Monday, August 20, 2007

Acceptance

So, it's been 5 days since I last reported any news and I don't know if that's a good thing or a bad thing. But it is a 'thing' nonetheless.

So, how is Nancy doing? That depends on who you ask and when you ask. If you ask me or one of the kids, we will tell you that she is doing quite well the last couple of days. I won't deny that the last IP Taxol treatment hasn't been tough on her, because it has. She's been in some pain and discomfort from the neuropathy and the general, overall horrible feeling from the cumulative effect of all the treatments.

It gets a little old and tiring on her. She admitted tonight that if she didn't have an excellent prognosis she probably wouldn't want to go through what she's gone through this past week any longer. And I can't say I blame her either to be honest.

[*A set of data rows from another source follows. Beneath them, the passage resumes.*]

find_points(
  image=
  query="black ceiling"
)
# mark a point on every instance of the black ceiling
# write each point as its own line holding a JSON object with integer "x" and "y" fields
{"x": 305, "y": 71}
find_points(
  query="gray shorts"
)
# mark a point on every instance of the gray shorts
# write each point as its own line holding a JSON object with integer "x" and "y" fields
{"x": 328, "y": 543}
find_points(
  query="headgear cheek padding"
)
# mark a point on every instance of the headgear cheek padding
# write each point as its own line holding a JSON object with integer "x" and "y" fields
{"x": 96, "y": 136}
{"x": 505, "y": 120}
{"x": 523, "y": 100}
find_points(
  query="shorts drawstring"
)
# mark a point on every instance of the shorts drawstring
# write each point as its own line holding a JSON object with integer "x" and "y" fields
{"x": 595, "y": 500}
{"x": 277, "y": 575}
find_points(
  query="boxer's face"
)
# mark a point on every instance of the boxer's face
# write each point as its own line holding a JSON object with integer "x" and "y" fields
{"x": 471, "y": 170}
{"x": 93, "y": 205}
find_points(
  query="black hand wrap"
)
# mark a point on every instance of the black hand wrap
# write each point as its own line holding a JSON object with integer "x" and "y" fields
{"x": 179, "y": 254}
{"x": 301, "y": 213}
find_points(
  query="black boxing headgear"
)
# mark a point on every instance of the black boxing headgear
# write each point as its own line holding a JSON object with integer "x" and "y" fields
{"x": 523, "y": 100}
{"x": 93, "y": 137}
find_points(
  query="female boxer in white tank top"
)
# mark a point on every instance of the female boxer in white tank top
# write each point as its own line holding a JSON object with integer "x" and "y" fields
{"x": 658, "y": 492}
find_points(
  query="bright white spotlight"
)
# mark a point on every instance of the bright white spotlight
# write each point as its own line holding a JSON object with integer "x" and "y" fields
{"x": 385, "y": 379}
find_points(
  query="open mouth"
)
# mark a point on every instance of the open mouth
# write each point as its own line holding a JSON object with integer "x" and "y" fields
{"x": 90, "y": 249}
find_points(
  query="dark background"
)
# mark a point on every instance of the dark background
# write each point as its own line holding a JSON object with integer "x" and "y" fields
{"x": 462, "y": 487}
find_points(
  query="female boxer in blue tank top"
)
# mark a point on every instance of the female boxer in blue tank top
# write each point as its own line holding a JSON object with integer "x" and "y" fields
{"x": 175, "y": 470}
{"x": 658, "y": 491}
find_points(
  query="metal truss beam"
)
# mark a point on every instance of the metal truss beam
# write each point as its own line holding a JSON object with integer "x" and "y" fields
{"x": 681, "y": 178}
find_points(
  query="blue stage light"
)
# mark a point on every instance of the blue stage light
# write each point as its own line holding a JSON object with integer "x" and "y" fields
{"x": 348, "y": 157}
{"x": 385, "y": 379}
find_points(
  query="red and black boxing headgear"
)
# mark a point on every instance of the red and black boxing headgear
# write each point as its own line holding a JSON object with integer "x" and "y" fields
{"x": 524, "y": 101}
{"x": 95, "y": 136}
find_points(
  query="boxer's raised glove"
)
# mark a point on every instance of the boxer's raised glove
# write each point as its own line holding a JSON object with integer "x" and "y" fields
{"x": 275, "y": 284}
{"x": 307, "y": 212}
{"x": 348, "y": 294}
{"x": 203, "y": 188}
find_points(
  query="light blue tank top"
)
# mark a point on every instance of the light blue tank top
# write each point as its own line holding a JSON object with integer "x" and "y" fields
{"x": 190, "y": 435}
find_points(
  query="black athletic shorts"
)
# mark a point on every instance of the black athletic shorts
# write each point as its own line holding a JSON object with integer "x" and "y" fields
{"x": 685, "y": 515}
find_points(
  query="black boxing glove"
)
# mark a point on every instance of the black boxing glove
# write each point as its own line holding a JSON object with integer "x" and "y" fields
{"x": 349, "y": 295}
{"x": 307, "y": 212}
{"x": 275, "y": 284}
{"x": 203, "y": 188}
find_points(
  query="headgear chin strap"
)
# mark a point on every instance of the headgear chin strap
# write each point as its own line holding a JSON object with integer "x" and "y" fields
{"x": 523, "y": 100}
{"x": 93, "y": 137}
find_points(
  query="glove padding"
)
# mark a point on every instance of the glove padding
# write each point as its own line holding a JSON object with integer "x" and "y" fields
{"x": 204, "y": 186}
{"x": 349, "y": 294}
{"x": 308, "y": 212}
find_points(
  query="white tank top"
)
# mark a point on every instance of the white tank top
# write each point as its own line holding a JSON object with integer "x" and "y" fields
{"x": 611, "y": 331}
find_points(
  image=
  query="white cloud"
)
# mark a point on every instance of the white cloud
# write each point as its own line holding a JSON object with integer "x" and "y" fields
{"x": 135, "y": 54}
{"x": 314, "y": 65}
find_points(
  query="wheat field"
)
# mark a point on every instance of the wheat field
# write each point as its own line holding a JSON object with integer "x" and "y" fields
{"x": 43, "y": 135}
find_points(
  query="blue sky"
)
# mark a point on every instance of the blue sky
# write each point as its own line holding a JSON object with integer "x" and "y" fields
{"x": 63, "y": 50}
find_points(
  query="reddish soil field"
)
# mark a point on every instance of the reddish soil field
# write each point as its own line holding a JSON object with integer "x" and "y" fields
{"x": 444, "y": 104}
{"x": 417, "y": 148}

However, I am grateful that it's something we don't have to consider. She will finish her treatments. She may try and tell Dr. Leuchter that she won't. But he'll give her that fatherly gin, put his hand on her shoulder and she'll turn into silly putty in seconds and she will go on. The alternative is just not an option right now...

So, to get back to the original question, how is Nancy? If you ask Nancy how Nancy is doing, you might get an "okay" or a "not bad." Being in the funk of chemo, it's hard to tell - it's that chemo relativity thing again. I think it's because she wants to feel, or at least is expecting to feel like she used to feel. And that ain't happenin' right now...

But more than just the yucky stuff and the pain and the discomfort, acceptance of the disease and her condition would make it easier to swallow. She even admitted to that tonight on the way home after a little spiritual hiking in Sherman Oaks...

"And acceptance is the answer to all my problems today. When I am disturbed, it is because I find some person, place, thing or situation -- some fact of my life -- unacceptable to me, and I can find no serenity until I accept that person, place, thing or situation as being exactly the way it is supposed to be at this moment.

"Nothing, absolutely nothing happens in God's world by mistake. I need to concentrate not so much on what needs to be changed in the world as on what needs to be changed in me and in my attitudes."

And we think that applies to the cancer as well...

xoxo

1 comment:

Melanie said...

Love you guys. I think we should all get tshirts made that say
"Team Wren-Kasky" and wear them the day chemo's done.